Hey there, and welcome to F2B
Hmm that situation is a tough one and I haven't been in a relationship at all myself so take my comments with a grain of salt here.
If it were me in this particular case, knowing full well that I wouldn't be ready to come out, I certainly wouldn't want to mislead her into a false sense of security where she thinks there's even a slight possibility of marriage or a more-than-just-friends relationship – knowing that it wouldn't lead anywhere. If it were me, I would probably tell her upfront that she's a really great friend, but that's as far as it'll go. You could give several reasons without having to lie about your sexuality like:
– I don't feel that same connection or spark that you may have for me, and with some people you immediately get that, and some people you just don't, but we can still be great friends
– I'm not looking for a relationship right now
I can't say this enough though, you should only come out when you're truly ready. For me it was make or break – ending my life or coming out, and I certainly didn't want to end my life and give up on my future, so for me I never really had that choice because it was quite literally forced upon me, but for those who are strong enough to wait it out and have that time, you'll know when to come out.
Like for me, I've come out to my friends on an online game I used to play, as well as my parents. I haven't come out to my relatives or my brother yet though until I get enough self confidence to come out to more people. But first you have to come out to yourself (where you are confident enough in who you are to the point where it doesn't matter if you lose friends or family over a small part of who you are), and sometimes staying in the closet can be a safe place until you're fully ready to come out to others. Going to a local LGBT group of some sort in your area would definitely help you feel less isolated in your circumstance.

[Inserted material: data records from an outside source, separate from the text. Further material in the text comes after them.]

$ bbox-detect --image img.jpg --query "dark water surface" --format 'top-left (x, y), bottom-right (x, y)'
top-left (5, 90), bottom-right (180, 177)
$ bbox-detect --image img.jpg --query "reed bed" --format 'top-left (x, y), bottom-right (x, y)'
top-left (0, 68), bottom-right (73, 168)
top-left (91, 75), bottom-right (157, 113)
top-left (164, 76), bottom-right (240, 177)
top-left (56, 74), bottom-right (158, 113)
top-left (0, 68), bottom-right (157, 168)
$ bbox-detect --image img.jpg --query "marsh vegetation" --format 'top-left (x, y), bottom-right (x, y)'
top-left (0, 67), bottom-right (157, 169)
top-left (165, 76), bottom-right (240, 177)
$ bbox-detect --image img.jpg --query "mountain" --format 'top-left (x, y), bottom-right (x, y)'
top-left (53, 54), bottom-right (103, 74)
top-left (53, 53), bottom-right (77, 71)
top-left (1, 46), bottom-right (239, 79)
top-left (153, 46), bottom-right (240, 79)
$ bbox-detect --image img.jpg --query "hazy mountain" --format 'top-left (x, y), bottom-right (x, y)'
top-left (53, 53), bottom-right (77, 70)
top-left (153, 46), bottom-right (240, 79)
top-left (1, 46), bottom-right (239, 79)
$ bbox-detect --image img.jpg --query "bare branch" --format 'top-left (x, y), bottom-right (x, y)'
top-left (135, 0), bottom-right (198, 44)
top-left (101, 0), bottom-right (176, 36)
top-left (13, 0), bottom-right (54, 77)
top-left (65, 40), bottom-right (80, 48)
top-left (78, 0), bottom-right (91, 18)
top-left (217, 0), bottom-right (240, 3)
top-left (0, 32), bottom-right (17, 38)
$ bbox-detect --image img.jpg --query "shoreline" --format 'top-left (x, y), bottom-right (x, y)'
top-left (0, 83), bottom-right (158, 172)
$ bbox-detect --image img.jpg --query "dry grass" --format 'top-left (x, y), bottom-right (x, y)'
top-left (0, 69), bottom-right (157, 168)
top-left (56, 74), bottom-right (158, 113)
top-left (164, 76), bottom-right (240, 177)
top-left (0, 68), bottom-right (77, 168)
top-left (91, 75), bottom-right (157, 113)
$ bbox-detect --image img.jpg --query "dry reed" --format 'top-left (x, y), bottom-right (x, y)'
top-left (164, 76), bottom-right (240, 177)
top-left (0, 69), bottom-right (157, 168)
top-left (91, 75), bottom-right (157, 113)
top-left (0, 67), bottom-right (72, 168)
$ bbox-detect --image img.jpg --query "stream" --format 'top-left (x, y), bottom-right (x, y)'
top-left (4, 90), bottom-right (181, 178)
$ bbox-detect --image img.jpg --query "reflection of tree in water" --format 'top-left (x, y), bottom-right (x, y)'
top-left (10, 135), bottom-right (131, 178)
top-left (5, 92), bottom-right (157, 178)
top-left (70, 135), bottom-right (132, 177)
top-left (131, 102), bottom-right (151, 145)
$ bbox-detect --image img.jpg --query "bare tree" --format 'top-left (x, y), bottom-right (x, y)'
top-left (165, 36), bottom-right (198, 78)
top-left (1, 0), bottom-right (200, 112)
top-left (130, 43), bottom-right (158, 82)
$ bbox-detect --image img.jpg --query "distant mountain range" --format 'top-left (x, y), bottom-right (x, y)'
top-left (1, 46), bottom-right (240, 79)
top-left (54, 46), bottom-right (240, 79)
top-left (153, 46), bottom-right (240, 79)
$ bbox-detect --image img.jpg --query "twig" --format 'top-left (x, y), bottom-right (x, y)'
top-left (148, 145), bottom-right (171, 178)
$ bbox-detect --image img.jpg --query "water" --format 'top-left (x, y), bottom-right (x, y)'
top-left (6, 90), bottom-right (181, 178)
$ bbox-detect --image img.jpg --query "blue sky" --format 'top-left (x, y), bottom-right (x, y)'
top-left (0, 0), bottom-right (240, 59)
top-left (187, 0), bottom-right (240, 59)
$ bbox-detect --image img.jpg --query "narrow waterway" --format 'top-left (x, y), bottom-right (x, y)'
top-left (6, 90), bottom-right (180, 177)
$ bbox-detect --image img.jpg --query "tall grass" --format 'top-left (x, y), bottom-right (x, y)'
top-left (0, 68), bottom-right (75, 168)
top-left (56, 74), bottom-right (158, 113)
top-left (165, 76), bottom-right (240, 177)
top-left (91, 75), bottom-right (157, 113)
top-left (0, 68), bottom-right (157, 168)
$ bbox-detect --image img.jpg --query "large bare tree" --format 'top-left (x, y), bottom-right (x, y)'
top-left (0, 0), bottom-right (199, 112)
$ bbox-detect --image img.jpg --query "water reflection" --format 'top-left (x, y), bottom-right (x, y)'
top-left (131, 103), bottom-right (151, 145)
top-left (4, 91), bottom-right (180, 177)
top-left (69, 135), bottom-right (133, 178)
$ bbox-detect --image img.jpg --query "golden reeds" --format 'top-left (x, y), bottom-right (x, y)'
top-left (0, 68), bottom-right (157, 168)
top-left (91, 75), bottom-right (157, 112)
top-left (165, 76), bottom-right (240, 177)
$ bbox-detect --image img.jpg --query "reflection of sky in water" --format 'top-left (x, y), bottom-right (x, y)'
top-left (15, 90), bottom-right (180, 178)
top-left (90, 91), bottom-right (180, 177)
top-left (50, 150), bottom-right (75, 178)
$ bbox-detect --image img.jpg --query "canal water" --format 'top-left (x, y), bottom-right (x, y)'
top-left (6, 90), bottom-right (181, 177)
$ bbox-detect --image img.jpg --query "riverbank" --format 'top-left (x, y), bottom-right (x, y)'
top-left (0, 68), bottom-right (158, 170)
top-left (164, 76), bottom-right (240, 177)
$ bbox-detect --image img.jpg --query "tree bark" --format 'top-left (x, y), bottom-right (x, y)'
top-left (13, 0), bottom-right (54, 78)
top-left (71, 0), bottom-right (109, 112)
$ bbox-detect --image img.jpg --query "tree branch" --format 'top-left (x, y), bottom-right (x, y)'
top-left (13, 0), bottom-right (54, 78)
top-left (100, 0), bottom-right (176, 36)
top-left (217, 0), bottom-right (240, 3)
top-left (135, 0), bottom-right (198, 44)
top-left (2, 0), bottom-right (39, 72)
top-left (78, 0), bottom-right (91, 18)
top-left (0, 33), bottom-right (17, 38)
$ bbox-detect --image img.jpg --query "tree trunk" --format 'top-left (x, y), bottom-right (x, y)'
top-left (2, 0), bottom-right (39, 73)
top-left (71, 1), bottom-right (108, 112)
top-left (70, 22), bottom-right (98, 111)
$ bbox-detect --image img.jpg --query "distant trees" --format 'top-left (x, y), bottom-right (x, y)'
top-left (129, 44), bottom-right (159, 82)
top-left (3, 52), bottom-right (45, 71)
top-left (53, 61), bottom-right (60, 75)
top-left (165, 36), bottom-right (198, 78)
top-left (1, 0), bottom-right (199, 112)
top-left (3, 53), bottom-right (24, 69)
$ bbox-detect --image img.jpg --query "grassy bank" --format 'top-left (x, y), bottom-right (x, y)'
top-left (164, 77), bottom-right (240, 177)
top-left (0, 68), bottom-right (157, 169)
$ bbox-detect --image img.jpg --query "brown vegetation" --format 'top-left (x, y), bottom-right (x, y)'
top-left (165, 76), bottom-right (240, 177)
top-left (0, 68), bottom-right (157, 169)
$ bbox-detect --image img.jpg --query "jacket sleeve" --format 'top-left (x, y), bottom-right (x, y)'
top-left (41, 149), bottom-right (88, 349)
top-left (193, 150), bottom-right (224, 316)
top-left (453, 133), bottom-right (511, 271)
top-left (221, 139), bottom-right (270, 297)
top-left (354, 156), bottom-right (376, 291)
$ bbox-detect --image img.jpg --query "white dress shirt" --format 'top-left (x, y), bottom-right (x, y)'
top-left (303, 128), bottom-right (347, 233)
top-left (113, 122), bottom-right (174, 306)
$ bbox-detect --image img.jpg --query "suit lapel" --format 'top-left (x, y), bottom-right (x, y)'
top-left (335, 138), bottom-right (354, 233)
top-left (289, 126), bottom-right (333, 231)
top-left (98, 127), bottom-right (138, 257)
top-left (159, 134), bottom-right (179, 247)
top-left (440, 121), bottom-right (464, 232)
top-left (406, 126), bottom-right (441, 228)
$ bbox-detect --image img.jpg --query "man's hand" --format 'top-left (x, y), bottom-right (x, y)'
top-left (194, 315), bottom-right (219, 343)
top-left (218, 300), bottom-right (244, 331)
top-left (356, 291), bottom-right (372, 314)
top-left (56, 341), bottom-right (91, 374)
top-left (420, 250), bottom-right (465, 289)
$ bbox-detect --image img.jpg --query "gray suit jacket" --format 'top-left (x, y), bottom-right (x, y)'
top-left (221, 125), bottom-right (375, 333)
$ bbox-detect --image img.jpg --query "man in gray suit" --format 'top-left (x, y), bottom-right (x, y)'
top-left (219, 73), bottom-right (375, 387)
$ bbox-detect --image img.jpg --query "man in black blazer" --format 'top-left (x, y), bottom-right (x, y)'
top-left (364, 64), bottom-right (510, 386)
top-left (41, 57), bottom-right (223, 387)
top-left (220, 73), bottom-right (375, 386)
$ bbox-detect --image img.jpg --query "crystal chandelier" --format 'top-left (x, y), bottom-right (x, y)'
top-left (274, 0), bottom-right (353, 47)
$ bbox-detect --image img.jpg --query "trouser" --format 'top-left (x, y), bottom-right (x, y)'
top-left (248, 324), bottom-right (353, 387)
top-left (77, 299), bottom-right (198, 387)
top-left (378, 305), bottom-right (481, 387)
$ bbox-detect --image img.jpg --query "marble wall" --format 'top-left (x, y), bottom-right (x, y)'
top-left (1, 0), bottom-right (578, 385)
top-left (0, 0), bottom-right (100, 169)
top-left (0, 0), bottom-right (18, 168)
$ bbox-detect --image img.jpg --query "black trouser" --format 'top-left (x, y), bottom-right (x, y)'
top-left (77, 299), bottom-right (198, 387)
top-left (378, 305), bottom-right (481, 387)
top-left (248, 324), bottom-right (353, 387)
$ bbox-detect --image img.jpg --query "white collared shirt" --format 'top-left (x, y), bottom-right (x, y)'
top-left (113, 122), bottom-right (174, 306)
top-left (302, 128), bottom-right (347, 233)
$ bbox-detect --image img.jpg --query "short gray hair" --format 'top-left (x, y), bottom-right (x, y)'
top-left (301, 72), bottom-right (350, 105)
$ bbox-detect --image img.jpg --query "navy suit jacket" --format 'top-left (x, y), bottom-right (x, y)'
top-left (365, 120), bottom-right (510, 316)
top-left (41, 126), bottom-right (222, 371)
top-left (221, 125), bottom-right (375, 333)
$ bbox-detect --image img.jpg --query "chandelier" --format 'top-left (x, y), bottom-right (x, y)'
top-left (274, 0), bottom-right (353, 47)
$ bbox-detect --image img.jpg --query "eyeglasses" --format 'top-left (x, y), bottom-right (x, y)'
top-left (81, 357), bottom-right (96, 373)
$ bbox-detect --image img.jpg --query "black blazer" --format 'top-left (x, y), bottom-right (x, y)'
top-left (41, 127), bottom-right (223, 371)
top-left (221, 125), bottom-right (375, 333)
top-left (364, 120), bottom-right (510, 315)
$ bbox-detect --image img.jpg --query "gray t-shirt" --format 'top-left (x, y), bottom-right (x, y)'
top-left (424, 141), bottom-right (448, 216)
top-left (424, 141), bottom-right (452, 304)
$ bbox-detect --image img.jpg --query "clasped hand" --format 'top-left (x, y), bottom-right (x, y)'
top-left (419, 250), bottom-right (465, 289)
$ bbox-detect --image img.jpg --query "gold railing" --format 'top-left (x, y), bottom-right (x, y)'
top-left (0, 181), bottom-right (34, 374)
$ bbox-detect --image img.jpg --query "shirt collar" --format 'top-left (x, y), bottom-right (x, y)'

And I don't know you personally, but from hearing countless coming out stories and being gay myself, I know that most people who are still in the closet don't want to end up marrying a person of the opposite sex only to split from them 10/20/30 years down the track. So for you, perhaps staying in the closet until you're ready to come out could be the right decision at this stage, it's up to you, and only you will have an idea as to how family, friends etc. would react to you coming out, but yeah, I think a local LGBT group would help for gaining confidence and a sense of identity, self worth and inclusion.